Mengutip Anadolu Agency, keputusan ini diambil karena FOMC berfokus untuk mencapai tingkat pekerjaan maksimal dan inflasi 2 persen dalam jangka panjang, di tengah meningkatnya ketidakpastian mengenai prospek ekonomi global.

“The Fed tetap enggan menurunkan suku bunga karena mempertimbangkan meningkatnya risiko inflasi dan pengangguran, yang dapat mempengaruhi perekonomian AS,” tambah Lukman.

Seiring dengan keputusan The Fed, Lukman menjelaskan bahwa meskipun ada tekanan terhadap mata uang negara berkembang (emerging markets/EM) karena potensi penguatan dolar, situasi tarif perdagangan antara China dan AS dapat menjadi faktor yang membatasi pelemahan rupiah lebih lanjut.

“Isu tarif perdagangan memang cukup membingungkan.
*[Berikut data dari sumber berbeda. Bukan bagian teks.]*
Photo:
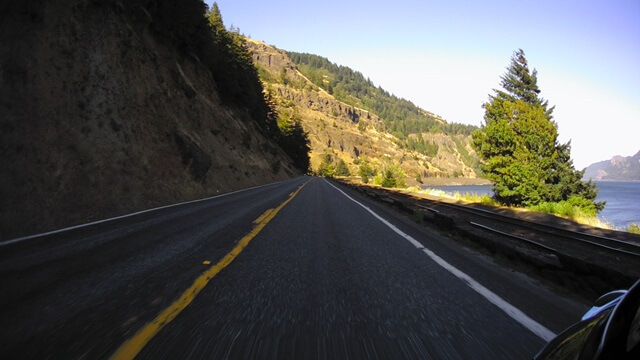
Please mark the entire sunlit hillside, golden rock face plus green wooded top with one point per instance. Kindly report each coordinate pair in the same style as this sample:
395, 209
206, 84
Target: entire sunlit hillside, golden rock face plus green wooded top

Dalam jangka pendek, penguatan dolar AS diperkirakan akan menguat, mengingat ekonomi AS bisa terhindar dari resesi, yang pada gilirannya dapat menekan mata uang negara berkembang,” ujarnya.

Namun, Lukman menambahkan, dalam jangka panjang, perundingan tarif perdagangan ini berpotensi mendukung mata uang negara berkembang. “Negosiasi tarif ini berpotensi positif bagi mata uang EM secara keseluruhan, karena memperkuat eksposur perdagangan internasional dan meningkatkan sentimen risk on di pasar,” jelasnya.
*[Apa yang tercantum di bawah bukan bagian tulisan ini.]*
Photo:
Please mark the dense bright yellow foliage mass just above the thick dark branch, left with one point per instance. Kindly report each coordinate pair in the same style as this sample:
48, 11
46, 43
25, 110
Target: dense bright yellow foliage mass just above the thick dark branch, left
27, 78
Berdasarkan kondisi tersebut, Lukman memperkirakan nilai tukar rupiah akan berada dalam kisaran Rp16.450 hingga Rp16.660 per dolar AS. Pada pembukaan perdagangan hari Kamis pagi di Jakarta, rupiah tercatat melemah 10 poin atau 0,06 persen, menjadi Rp16.546 per dolar AS, dari sebelumnya Rp16.536 per dolar AS.